I actually think it's good to eat with dirty hands once in a while, to keep your immune system up to snuff. I have two friends who were raised in germophobic households, fastidiously kept indoors away from dirt and ordered from childhood to frequently wash their hands, and I've noticed they get sick the easiest and most often.
Nevertheless, I've heard many a germophobe say things like "After using the toilet, when you turn the sink on, you put germs on the handles.
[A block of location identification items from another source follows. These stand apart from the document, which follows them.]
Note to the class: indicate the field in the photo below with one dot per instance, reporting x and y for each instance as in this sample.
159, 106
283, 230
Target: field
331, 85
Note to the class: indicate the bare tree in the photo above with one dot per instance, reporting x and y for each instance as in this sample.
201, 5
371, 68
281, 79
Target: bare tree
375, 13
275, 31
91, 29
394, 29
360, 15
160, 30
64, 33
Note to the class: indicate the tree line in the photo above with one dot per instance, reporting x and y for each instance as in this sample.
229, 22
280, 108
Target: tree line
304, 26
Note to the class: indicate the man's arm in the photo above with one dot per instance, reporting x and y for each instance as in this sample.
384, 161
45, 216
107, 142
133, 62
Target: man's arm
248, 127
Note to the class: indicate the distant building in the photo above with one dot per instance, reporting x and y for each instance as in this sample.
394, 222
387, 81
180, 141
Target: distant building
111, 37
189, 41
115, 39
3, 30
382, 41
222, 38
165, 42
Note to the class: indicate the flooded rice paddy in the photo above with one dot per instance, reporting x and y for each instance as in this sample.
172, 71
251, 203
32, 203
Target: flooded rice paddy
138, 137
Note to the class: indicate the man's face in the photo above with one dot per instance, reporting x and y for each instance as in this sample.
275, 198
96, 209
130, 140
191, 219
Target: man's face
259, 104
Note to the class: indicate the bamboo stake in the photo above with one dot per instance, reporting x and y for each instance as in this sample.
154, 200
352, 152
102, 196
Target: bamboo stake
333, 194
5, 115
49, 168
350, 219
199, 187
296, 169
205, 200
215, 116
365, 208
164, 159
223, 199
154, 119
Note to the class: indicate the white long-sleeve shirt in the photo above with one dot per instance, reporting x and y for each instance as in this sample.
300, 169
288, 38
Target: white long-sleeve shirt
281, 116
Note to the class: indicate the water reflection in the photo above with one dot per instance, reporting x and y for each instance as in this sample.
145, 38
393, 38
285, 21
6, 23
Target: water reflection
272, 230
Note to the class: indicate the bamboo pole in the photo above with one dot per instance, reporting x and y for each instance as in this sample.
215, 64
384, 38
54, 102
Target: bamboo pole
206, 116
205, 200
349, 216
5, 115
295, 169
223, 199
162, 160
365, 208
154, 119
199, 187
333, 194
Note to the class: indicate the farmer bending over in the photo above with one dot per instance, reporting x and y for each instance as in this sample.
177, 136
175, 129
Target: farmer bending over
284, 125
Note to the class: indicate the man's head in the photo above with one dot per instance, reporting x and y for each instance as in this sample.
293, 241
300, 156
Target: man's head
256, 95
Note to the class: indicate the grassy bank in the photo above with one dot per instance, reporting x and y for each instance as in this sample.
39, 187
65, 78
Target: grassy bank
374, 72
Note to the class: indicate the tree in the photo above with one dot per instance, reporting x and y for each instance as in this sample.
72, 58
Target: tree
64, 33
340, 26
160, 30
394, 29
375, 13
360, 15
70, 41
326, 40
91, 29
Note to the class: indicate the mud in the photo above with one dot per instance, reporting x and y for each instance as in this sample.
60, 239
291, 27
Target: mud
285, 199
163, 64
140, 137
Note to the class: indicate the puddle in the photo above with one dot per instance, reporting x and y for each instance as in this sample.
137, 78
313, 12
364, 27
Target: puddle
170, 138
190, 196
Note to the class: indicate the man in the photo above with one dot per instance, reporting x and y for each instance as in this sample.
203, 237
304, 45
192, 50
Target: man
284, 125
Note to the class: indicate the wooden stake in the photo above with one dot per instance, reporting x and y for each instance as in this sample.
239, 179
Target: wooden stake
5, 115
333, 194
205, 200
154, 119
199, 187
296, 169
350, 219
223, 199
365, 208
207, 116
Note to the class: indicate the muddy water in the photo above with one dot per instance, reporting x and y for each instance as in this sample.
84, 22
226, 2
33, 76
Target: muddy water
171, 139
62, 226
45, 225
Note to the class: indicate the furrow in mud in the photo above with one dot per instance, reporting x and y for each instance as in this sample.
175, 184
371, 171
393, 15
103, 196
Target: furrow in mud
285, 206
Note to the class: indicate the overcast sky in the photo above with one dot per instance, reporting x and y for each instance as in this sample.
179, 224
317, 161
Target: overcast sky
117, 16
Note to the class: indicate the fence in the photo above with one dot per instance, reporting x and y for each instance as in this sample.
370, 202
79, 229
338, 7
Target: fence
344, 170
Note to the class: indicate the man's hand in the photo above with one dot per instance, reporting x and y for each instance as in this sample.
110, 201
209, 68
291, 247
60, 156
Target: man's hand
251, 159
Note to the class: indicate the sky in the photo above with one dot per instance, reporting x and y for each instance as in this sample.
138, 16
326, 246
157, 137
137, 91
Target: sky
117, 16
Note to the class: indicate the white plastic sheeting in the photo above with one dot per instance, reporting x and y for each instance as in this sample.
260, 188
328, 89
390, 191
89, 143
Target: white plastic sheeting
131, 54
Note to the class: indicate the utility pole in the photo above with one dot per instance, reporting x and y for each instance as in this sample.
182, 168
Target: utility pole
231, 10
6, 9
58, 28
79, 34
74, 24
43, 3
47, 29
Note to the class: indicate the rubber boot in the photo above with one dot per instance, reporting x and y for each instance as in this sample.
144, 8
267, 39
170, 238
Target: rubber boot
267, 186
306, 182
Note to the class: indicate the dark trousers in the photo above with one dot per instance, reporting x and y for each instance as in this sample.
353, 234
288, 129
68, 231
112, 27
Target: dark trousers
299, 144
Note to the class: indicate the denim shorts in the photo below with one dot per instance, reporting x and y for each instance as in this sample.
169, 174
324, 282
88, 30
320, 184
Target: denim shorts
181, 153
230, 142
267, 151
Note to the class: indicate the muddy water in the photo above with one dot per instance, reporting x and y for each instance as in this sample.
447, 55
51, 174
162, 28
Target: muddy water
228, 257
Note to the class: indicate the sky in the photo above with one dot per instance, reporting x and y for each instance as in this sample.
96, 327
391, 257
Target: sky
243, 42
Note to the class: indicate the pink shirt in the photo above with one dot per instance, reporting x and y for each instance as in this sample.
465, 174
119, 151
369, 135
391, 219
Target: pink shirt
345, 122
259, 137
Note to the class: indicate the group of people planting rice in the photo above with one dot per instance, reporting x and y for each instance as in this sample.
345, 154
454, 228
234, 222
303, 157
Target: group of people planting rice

Then you wash your hands, and turn the water off, and get the original germs on your hands again." It is for those people that designers Wu Chi-Hua and Wang Li-Hsin, Red Dot Award winners in the Bathroom category, have designed the Easy Clean faucet.
The concept is that you turn the water on by depressing the water spout itself, which acts as a lever to trigger waterflow. Thus your filthy, filthy germs from the initial contact are rinsed away by the flow of water. While I find germophobia silly, and I realize motion sensors can do the same trick, I love the look of the minimalist, no-handles-necessary spout. Another innovation in the Bathroom category comes from design Su Pin Chia, whose Inflatable Bathtub is intended to ease entry for the elderly.
Get the water running to the right temperature, then step over the low threshold, have a seat in the raised, molded area at the rear of the tub, then hit a button and the front portion of the tub inflates. Germophobes may not like that you have to touch the conventional handles first, "infecting" them, but if you've lived long enough to achieve elderliness in the first place, you should simply consider it a miracle you've made it this far in our germy world.